New reports indicate that the long-awaited ability to text 911 might be more far off than originally anticipated.
Officials claim that new regulations won’t be enough to integrate the emergency text system, as operators will need to be trained to handle the new medium, especially with the potential for disturbing images and videos to be forwarded. Organizations such as the Canadian Interoperability Technology Interest Group say that the ongoing hearing to be held by the CRTC on this topic is just a fraction of what’s needed to jump start this issue.
The majority of 911 services in Canada and the United States are still tethered to older voice-centred emergency services, and will have to be upgraded. In order to complete the transformation to Next Generation Emergency Services (or NG-911), they’ll need to be equipped with Internet protocol (IP) broadband technology, which allows the transition of texts and images in addition to phone calls.
CRTC Chairman Jean Pierre Blais made several comments about transitioning to these new systems, including the expanded capabilities of residents trying to reach emergency services.
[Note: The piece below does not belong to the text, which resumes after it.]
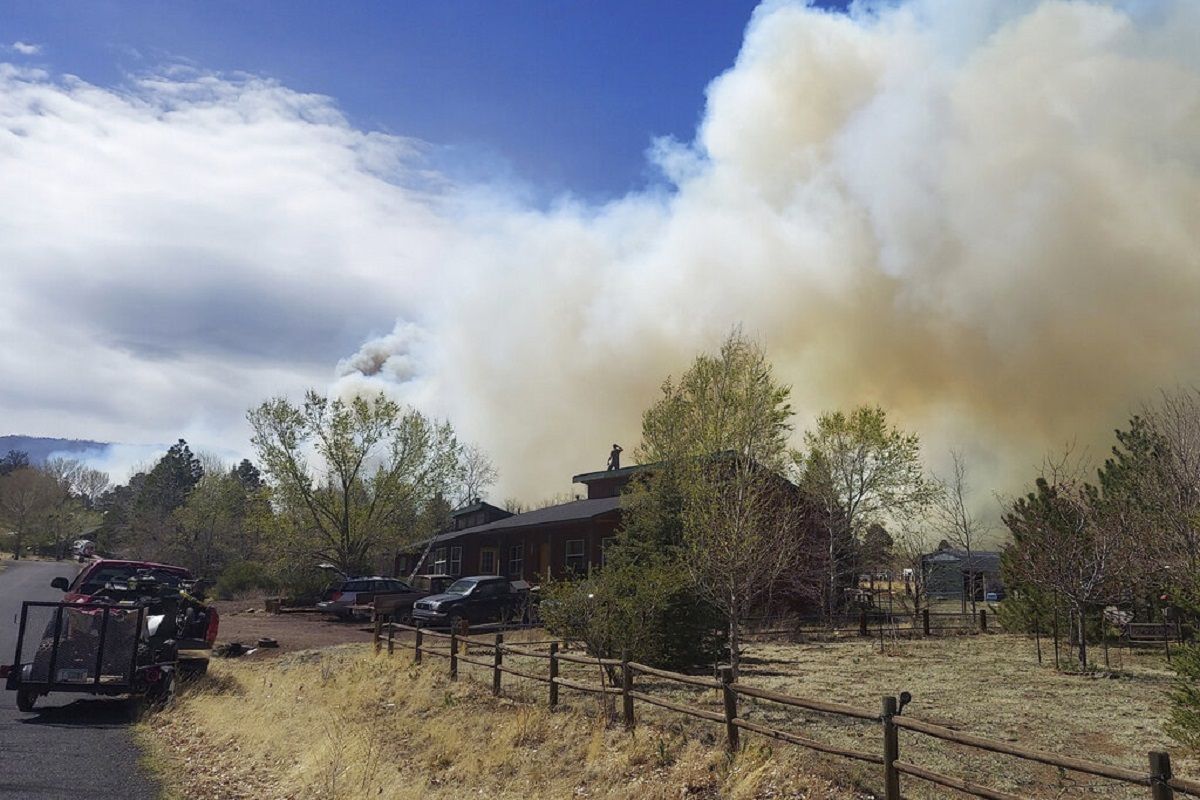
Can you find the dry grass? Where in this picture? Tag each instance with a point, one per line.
(988, 685)
(345, 723)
“Simply put, technological advances could allow citizens in need of emergency assistance to send text messages, photos, videos and other data to 9-1-1 operators, in addition to making 9-1-1 phone calls,” said Blais in a statement.
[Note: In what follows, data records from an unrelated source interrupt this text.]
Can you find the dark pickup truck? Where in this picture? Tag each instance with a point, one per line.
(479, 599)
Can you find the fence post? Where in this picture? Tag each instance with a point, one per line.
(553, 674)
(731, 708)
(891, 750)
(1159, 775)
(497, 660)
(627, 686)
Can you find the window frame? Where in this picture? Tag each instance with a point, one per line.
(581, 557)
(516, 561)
“For example, they could stream video from an incident site, send photos of damages from an accident scene or of a fleeing suspect, or even transmit personal medical information, all of which could be of great value to emergency response services,” he continued.
Last summer, the city of Toronto voted to have its police service examine the potential to adopt emergency texting in the future, but all the while considering it, hundreds of police departments in the United States have been outfitted to accept 911 texts. Despite all this however, TPSB warned in July that emergency texting could potentially overwhelm its already overloaded 911 operators.